"In my paper sent to the Royal Society there was a passage which seems to make it practically certain that heliacal stars were connected with the intra-solstitial temples as derived from Greek sources alone, independent of the powerful aid of the Egyptian cases.
"'That the first beam of sunrise should fall upon the statue centrally placed in the adytum of a temple or on the incense altar in front of it on a particular day, it would be requisite that the orientation of the temple should coincide with the amplitude of the sun as it rose above the visible horizon, be it mountain or plain.
"'That a star should act as time-warner it was necessary that it should have so nearly the same amplitude as the sun that it could be seen from the adytum through the eastern door, if it was to give warning at its rising, or to have a similar but reversed amplitude towards the west, if its heliacal setting was to be observed; and it follows that in the choice of the festival day and the corresponding orientation, on these principles, both the amplitude of the sun at its rising and that of the star eastwards or westwards, as the case might be, would have to be considered in connection with one another.
"'From what has been said it is obvious that in the intra-solstitial temples the list of available bright stars and constellations is in the first instance limited to those which lie within a few degrees of the ecliptic, and it will be found that in the list above given and those which follow, if we omit Eleusis, where the conditions were exceptional, all but one of the stars are found in the zodiacal constellations. A very great limit is imposed, in the second place, by one of the conditions being the heliacal rising or setting of those stars from which the selection has to be made. So that, when both these combined limitations are taken into account, it becomes improbable to the greatest degree that in every instance of intra-solstitial temples of early foundation of which I have accurate particulars, being twenty-eight in number and varying in their orientation from 21° N. to 18° 25′ S. of the true east, there should be found a bright heliacal star or constellation in the right position at dates not in themselves improbable unless the temples had been so oriented as to secure this combination.'
"I have just been looking into the number of possible stars which could have been used, i.e. within the limits of the greatest distance from the ecliptic that could have been utilised.

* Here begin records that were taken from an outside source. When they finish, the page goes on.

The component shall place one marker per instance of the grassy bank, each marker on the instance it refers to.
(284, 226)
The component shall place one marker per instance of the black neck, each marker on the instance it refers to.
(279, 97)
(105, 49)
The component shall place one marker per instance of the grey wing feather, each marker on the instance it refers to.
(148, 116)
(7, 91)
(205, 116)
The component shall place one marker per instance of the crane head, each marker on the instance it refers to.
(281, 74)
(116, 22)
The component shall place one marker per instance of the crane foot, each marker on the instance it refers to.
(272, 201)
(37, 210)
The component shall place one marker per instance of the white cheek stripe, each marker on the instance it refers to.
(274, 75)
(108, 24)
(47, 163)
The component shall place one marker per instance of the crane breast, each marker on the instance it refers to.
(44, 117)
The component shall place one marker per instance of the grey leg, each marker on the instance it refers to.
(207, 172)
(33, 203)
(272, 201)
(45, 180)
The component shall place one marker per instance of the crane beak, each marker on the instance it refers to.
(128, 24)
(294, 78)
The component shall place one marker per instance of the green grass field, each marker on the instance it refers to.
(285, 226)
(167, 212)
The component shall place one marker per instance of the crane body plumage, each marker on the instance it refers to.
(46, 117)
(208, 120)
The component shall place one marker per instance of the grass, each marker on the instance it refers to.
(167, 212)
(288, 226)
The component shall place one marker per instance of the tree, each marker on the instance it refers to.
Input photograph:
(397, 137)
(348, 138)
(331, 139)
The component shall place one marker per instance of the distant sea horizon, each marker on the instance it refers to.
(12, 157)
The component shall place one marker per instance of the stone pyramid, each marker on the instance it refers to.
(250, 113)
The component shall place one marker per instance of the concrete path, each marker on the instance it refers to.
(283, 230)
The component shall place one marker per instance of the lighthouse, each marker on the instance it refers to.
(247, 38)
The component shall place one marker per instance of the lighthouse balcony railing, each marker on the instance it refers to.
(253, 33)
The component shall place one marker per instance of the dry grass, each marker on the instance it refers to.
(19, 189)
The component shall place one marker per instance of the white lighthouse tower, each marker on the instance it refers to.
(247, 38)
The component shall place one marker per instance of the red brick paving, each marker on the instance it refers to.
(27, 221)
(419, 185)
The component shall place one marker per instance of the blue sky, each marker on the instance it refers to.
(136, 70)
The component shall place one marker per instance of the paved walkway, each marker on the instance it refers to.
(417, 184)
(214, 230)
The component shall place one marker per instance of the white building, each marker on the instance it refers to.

"The stars which could have been utilised in addition to the seven which serve for nearly thirty temples are ten only, viz.:—
- Aldebaran.
- Pollux.
- β Arietis.
- β Tauri.
- α and β Capricorni as a group.
- β Libræ.
- α Libræ.
- α Leonis.
- γ Leonis.
- β Leonis.
"If the orientations had been placed at random, would not our thirty temples have made many misses in aiming at these seventeen stars, it being necessary also to hit exactly the heliacal margin? And would they have secured anything like a due archæological sequence?